Foster recently began buying shares of Arris Group, a $1.9 billion company that makes specialty equipment that allows cable operators to carry more data and have faster speeds on their broadband networks. On December 19, the company announced a $2.3 billion deal to purchase Google’s Motorola Home business.
“We think that this is a misunderstood business,” Foster said, noting that a new generation of cable boxes will lead companies and consumers to update their devices.
Foster has a price target of $26 per share, nearly a 50 percent premium to its current price of $17.81, based on his expectation that the company will earn $2.15 per share this year and trade at a multiple of 12.
The Kirr Marbach fund returned an annualized 19.7 percent over the three years ended November 30, 2012, compared with an average gain of 9.89 percent among multi-cap core funds.
Bruce Aranow, a portfolio manager of the $1.1 billion AllianceBernstein Small-Cap Growth fund, focuses on companies that are growing faster than Wall Street expects.
“We can identify really well-run small companies that are on their way to becoming mid and large companies. The ones that get there faster than people expect are the ones that we make the most money on,” Aranow said.

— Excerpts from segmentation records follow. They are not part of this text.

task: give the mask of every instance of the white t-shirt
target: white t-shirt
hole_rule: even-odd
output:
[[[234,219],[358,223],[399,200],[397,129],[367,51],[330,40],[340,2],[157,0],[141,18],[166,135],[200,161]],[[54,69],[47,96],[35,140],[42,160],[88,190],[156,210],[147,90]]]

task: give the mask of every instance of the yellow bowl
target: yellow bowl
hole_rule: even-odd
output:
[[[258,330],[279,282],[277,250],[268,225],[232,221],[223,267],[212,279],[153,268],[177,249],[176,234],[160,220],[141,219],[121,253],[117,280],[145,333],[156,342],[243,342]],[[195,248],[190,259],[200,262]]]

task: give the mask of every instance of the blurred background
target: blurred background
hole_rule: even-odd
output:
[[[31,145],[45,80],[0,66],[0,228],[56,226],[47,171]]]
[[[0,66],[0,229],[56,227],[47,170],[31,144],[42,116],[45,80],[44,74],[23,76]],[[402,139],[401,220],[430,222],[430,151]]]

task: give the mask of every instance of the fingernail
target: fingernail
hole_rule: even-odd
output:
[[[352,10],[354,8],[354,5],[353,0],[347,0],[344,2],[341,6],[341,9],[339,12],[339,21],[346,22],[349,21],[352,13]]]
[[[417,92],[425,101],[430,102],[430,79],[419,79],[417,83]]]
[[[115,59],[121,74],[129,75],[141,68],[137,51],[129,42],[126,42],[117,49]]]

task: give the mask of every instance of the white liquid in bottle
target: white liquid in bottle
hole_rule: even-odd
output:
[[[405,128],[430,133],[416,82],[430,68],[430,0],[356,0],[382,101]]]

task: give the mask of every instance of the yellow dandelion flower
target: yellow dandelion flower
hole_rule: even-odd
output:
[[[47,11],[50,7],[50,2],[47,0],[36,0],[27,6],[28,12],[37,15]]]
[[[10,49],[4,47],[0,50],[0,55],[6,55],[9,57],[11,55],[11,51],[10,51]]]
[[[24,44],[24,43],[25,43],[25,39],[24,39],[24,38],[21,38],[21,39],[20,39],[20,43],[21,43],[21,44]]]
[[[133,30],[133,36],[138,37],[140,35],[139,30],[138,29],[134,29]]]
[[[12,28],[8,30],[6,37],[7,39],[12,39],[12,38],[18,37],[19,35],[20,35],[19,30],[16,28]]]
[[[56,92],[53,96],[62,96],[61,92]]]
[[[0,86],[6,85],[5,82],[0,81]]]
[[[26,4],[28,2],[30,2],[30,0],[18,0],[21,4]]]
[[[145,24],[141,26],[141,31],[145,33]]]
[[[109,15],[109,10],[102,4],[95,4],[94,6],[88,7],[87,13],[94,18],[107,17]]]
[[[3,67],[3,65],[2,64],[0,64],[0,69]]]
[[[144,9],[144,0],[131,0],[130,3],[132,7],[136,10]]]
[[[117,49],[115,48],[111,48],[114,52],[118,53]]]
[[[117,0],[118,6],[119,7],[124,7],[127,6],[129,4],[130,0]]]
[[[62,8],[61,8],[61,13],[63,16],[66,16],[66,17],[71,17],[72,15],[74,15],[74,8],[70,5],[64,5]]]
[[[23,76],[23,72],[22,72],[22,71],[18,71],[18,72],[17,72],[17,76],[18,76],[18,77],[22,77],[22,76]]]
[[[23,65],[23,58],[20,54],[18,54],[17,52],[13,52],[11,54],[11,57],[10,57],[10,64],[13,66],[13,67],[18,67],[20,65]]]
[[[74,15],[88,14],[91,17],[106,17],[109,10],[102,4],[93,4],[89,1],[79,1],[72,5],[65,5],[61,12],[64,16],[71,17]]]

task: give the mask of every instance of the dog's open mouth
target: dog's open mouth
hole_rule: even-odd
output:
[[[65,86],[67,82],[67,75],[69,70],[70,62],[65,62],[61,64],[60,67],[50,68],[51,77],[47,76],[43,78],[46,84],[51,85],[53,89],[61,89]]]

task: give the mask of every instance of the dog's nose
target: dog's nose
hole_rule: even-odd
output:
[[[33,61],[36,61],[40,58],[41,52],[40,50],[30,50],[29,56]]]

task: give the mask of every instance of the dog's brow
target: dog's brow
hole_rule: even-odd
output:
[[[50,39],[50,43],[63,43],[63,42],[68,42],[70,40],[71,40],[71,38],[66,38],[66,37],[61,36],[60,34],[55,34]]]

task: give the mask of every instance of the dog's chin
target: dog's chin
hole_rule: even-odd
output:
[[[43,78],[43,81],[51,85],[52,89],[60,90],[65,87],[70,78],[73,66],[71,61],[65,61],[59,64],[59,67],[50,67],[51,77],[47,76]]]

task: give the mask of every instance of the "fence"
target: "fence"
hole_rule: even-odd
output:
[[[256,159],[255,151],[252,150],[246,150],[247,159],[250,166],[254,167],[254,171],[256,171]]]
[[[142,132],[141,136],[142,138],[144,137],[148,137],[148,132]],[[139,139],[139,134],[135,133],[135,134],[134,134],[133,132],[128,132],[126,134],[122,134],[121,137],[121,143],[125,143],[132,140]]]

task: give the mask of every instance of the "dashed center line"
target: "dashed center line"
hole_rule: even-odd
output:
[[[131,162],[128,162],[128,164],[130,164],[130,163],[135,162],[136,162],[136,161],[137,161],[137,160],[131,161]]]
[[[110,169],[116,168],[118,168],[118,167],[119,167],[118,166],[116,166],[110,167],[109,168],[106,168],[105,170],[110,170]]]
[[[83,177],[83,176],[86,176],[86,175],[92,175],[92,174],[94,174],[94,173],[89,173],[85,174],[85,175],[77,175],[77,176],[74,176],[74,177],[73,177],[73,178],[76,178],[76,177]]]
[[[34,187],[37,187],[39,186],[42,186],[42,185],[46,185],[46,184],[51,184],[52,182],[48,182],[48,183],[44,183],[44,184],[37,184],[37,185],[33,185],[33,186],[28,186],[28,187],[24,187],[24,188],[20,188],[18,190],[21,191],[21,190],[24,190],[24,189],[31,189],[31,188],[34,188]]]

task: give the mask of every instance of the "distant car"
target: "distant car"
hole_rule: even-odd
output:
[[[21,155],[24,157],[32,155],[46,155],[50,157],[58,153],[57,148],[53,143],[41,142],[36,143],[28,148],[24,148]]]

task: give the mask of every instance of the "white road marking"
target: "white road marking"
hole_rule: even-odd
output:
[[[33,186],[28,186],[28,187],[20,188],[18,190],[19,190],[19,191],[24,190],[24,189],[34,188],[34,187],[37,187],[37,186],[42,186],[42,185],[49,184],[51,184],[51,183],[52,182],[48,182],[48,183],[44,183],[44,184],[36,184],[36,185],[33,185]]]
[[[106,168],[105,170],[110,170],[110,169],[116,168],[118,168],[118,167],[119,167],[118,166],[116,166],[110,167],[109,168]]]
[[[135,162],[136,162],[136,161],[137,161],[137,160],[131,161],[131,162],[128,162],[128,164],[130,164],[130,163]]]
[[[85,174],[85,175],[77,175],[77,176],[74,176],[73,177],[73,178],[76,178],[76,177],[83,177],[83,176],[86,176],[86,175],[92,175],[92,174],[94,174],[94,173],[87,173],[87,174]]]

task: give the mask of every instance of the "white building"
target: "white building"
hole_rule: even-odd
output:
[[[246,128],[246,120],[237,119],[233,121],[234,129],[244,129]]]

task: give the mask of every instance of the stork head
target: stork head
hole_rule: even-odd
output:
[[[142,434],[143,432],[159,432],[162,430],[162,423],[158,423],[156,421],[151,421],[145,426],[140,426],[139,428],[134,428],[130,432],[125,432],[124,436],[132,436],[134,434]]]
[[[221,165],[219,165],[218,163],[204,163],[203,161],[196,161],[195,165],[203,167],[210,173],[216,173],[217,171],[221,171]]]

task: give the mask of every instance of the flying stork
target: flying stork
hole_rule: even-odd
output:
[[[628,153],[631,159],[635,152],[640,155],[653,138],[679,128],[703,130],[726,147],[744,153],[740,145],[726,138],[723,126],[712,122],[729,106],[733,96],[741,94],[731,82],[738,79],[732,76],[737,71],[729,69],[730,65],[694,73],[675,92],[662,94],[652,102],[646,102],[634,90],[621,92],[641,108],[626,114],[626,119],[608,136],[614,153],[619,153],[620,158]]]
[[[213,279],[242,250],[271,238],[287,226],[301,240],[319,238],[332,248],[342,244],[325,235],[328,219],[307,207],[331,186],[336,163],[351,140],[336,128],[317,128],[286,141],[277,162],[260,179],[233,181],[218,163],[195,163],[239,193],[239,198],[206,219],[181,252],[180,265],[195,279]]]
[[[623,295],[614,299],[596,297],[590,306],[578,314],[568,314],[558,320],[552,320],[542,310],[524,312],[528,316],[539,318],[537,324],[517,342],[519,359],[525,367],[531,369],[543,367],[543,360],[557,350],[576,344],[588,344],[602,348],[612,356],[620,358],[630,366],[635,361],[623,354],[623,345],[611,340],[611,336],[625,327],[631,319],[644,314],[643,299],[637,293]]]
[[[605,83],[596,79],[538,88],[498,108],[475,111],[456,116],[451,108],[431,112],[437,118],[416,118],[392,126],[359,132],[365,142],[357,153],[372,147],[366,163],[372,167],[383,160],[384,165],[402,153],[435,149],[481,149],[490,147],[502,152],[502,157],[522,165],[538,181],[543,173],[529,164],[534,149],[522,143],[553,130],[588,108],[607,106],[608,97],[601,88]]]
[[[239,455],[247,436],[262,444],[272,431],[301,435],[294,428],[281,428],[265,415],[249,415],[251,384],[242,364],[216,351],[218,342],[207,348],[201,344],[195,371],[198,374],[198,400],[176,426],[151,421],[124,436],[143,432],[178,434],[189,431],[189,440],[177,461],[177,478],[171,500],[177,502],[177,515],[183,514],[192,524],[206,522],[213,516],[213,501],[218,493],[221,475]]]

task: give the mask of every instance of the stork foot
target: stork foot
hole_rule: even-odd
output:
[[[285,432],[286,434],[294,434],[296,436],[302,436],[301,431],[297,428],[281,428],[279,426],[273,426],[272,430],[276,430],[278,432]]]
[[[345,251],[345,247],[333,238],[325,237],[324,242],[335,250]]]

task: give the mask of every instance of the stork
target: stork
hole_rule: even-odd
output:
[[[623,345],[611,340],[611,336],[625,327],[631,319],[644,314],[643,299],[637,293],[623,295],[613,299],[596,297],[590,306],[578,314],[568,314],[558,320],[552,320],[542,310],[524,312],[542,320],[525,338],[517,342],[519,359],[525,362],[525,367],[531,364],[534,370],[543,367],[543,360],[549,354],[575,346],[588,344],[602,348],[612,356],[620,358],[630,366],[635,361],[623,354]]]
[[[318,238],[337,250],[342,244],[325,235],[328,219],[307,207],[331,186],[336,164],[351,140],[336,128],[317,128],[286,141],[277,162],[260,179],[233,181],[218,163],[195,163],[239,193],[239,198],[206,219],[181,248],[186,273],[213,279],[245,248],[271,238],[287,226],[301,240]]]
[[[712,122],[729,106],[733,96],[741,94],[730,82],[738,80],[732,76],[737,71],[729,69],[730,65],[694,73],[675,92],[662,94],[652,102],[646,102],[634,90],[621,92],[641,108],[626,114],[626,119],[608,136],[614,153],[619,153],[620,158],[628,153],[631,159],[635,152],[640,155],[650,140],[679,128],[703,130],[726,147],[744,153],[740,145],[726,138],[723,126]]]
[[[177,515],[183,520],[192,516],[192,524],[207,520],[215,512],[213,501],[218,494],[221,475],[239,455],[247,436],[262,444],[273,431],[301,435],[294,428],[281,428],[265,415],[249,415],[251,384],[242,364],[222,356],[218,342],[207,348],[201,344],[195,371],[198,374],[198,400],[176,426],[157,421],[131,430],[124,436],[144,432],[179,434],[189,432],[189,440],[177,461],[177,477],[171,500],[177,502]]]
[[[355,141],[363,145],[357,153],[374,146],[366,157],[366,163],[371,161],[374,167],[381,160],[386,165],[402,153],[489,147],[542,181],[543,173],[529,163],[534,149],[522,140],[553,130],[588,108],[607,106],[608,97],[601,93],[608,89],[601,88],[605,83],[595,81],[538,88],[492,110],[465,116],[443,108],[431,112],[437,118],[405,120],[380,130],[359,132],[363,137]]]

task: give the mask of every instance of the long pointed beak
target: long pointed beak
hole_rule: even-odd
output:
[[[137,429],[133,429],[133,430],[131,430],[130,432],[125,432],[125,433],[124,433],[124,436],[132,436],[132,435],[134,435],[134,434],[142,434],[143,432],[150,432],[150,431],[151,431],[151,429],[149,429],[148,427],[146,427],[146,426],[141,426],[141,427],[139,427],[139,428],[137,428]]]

As a result, Aranow often sells companies that report flat or negative quarters, leading to an average turnover of 88 percent in his portfolio of about 100 companies.
But averages can be deceiving, Aranow said, citing a position in Kirby Corp, a $4.3 billion inland barge company that the fund has held for more than a decade. Aranow recently added to his position in CoStar Group Inc, a $2.7 billion market-cap company that provides data to the commercial real estate industry. “This is an incredibly defensible business,” Aranow said, noting that it will continue to improve as the real estate market rebounds.
He’s also added to his stake in Lumber Liquidators Holdings, a $1.7 billion market-cap company whose 43 percent earnings per share growth are roughly double that of competitor Lowe‘s.
But his team is ready to sell should the rate of earnings growth slow, he said. ”“There’s rarely a one-quarter problem in the small-cap growth world, and mean reversion can be very powerful,” he said.
Aranow’s fund returned an annualized 21.5 percent over the three years through November 30, compared with an average of 14.2 percent among small-cap growth funds over the same time.